Service exists but not accessible
Connection refused
Timeout errors
Service not routing traffic

Step-by-Step Debugging Process

Step 1: Check Service Status

kubectl get svc
kubectl describe svc <service-name>

Look for:

Service type
ClusterIP/NodePort/LoadBalancer
Selectors
Ports

Step 2: Check Endpoints

kubectl get endpoints <service-name>
kubectl describe endpoints <service-name>

Key check:

Are endpoints empty? → Selectors don't match pods
Are endpoints correct? → Verify pod IPs

Example:

NAME         ENDPOINTS                    AGE
my-service   10.244.1.5:8080,10.244.2.3:8080   5m

Step 3: Check Pod Selectors

kubectl get pods --show-labels
kubectl get svc <service-name> -o yaml | grep selector

Key check:

Do pod labels match service selectors?
Are labels correct?

Common Causes and Solutions

Cause 1: Selector Mismatch

Symptoms:

Service has no endpoints
Endpoints list is empty
Pods exist but not connected

Solutions:

Check service selectors:

kubectl get svc <service-name> -o yaml
# Look for selector section

Check pod labels:
```
kubectl get pods --show-labels
```

Fix selector or labels:

# Service
apiVersion: v1
kind: Service
spec:
  selector:
    app: my-app  # Must match pod labels

# Pod
metadata:
  labels:
    app: my-app  # Must match service selector

Cause 2: Wrong Port

Symptoms:

Service exists
Endpoints exist
Connection refused

Solutions:

Check service port:

kubectl get svc <service-name>
# Check PORT(S) column

Check pod port:

kubectl describe pod <pod-name>
# Look for container port

Fix port mapping:

apiVersion: v1
kind: Service
spec:
  ports:
  - port: 80        # Service port
    targetPort: 8080  # Pod port (must match)

Cause 3: Pods Not Ready

Symptoms:

Endpoints exist
Pods are running
But not receiving traffic

Solutions:

Check pod readiness:

kubectl get pods
# Check READY column (should be 1/1)

Check readiness probe:

kubectl describe pod <pod-name>
# Look for Readiness section

Fix readiness probe:

readinessProbe:
  httpGet:
    path: /health
    port: 8080
  initialDelaySeconds: 5
  periodSeconds: 10

Cause 4: Network Policies

Symptoms:

Everything looks correct
But traffic blocked
Network policy blocking

Solutions:

Check network policies:

kubectl get networkpolicies
kubectl describe networkpolicy <policy-name>

Check if policy blocks traffic:
- Review ingress rules
- Review egress rules
- Check pod selectors

Fix or adjust policy:

apiVersion: networking.k8s.io/v1
kind: NetworkPolicy
spec:
  podSelector:
    matchLabels:
      app: my-app
  ingress:
  - from:
    - podSelector:
        matchLabels:
          app: client
  egress:
  - {}  # Allow all egress

Cause 5: Service Type Issues

Symptoms:

Service exists
Can't access from outside
Wrong service type

Solutions:

Check service type:
```
kubectl get svc
# Check TYPE column
```

Use correct type:

# ClusterIP (internal only)
apiVersion: v1
kind: Service
spec:
  type: ClusterIP

# NodePort (external access)
spec:
  type: NodePort
  ports:
  - port: 80
    nodePort: 30080

# LoadBalancer (cloud)
spec:
  type: LoadBalancer

Real-World Example: Selector Mismatch

Problem: Service exists but no endpoints.
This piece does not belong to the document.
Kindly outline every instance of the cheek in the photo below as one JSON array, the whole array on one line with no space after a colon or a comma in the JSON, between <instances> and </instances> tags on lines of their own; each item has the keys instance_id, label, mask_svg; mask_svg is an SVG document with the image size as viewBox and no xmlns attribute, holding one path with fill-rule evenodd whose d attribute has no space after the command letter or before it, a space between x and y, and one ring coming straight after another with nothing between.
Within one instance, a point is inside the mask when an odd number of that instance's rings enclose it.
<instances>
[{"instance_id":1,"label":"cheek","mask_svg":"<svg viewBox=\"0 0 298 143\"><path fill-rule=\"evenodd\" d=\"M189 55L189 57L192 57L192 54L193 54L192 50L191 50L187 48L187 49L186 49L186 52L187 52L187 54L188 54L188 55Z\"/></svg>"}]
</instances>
Can't access application.

Debugging:

Checked service:

kubectl get svc my-service
# Service exists

Checked endpoints:

kubectl get endpoints my-service
# Endpoints: <none>

Checked selectors:

kubectl get svc my-service -o yaml | grep selector
# selector: app: my-app

kubectl get pods --show-labels
# Labels: app: myapplication  # Mismatch!

Fixed labels:

# Updated pod labels to match service selector
metadata:
  labels:
    app: my-app  # Changed from myapplication

Verified:

kubectl get endpoints my-service
# Endpoints now populated

Solution: Selector mismatch. Fixed labels. Service working.
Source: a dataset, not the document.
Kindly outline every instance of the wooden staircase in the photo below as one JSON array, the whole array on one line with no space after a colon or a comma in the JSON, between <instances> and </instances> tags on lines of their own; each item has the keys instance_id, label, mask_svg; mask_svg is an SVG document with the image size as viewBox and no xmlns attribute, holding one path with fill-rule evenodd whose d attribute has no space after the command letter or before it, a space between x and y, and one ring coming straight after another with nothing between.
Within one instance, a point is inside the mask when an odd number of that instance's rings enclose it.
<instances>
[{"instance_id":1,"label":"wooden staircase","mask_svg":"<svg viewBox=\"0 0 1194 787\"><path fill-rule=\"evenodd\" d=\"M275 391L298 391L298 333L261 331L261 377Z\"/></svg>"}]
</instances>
Hands-On Exercise: Debug Service

Create service with wrong selector:

apiVersion: v1
kind: Service
metadata:
  name: test-service
spec:
  selector:
    app: wrong-label  # Won't match pods
  ports:
  - port: 80
    targetPort: 8080

Create pod with different label:

apiVersion: v1
kind: Pod
metadata:
  name: test-pod
  labels:
    app: correct-label  # Doesn't match service
spec:
  containers:
  - name: app
    image: nginx:alpine
    ports:
    - containerPort: 80

Debug it:

Check service: kubectl get svc test-service
Check endpoints: kubectl get endpoints test-service
Check selectors: Compare service selector with pod labels
Fix the issue (match labels or selector)

This is how you learn. Break things. Fix them.
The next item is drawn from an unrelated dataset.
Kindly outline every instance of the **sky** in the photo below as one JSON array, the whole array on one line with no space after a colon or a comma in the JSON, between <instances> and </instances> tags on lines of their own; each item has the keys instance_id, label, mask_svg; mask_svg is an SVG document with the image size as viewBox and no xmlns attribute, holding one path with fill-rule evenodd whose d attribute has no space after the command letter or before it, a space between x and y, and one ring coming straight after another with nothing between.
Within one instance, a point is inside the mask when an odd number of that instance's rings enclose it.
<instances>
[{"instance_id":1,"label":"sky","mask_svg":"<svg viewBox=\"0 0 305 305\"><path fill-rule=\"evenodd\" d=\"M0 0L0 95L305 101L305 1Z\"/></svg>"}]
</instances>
My Take: Service Troubleshooting

Service issues used to confuse me. I'd see services but nothing worked.

Then I learned the systematic approach:

Check endpoints - Are they populated?
Check selectors - Do they match pod labels?
Check ports - Are they correct?
Check readiness - Are pods ready?
Check network policies - Are they blocking?

Now I fix service issues in minutes, not hours.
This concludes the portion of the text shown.